Joanne Ballantine, hospice nurse specialist for dementia, said palliative care for people with dementia is a relatively new approach.
"Somebody with a dementia, unfortunately it is a life-limiting illness so therefore they do and should have access to specialist palliative care," she said.
"As a hospice nurse specialist I can see them for assessment for symptoms, we also have access to physiotherapy and occupational therapy but our programme also includes a creative therapy aspect to it.
"Patients may get a chance to participate in music therapy or artwork or reminiscence, all things to stimulate cognition and to help with the symptoms that they are experiencing at that time.
"We also have a complementary therapy programme that is bespoke to support the person with dementia and their carer.
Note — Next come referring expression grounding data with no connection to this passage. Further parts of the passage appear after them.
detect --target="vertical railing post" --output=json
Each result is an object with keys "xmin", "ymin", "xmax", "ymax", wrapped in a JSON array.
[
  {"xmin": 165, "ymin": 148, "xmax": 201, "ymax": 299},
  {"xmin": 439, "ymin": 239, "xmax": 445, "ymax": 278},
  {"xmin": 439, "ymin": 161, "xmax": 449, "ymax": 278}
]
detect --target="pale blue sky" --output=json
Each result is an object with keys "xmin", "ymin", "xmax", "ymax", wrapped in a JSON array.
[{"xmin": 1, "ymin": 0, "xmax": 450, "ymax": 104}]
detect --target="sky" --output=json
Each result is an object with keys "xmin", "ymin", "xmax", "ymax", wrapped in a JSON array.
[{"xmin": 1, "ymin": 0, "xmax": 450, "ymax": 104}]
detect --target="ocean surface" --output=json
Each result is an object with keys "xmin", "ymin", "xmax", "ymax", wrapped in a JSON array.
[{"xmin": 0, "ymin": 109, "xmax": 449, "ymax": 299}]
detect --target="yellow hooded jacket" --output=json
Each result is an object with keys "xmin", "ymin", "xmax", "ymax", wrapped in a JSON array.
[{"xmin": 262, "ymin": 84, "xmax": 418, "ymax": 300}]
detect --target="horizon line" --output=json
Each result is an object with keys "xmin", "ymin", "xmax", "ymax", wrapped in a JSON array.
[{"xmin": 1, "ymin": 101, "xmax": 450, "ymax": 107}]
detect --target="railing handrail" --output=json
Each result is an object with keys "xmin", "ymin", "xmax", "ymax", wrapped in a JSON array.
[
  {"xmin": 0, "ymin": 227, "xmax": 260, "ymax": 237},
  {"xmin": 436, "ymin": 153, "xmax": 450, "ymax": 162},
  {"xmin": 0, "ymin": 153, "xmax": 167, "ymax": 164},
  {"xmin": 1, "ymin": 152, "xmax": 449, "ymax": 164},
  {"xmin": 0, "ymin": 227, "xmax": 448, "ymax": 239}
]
"We have an active social work programme, which will support the carers, but equally we can work with the patient and the carers together if there is some social strain at home or issues over care management that they need support with."
Ms Ballantine said the Dementia Wellbeing Clinic is for patients and carers in the Belfast Trust area who can access the service through a referral from their GP.
She said anyone who has dementia or is caring for someone with dementia should ask their GP for a referral to the hospice's service if they are having any struggles.
The Northern Ireland Hospice is hosting the first international conference on the subject of Palliative Dementia Care in Belfast on the 8 - 10 May 2019.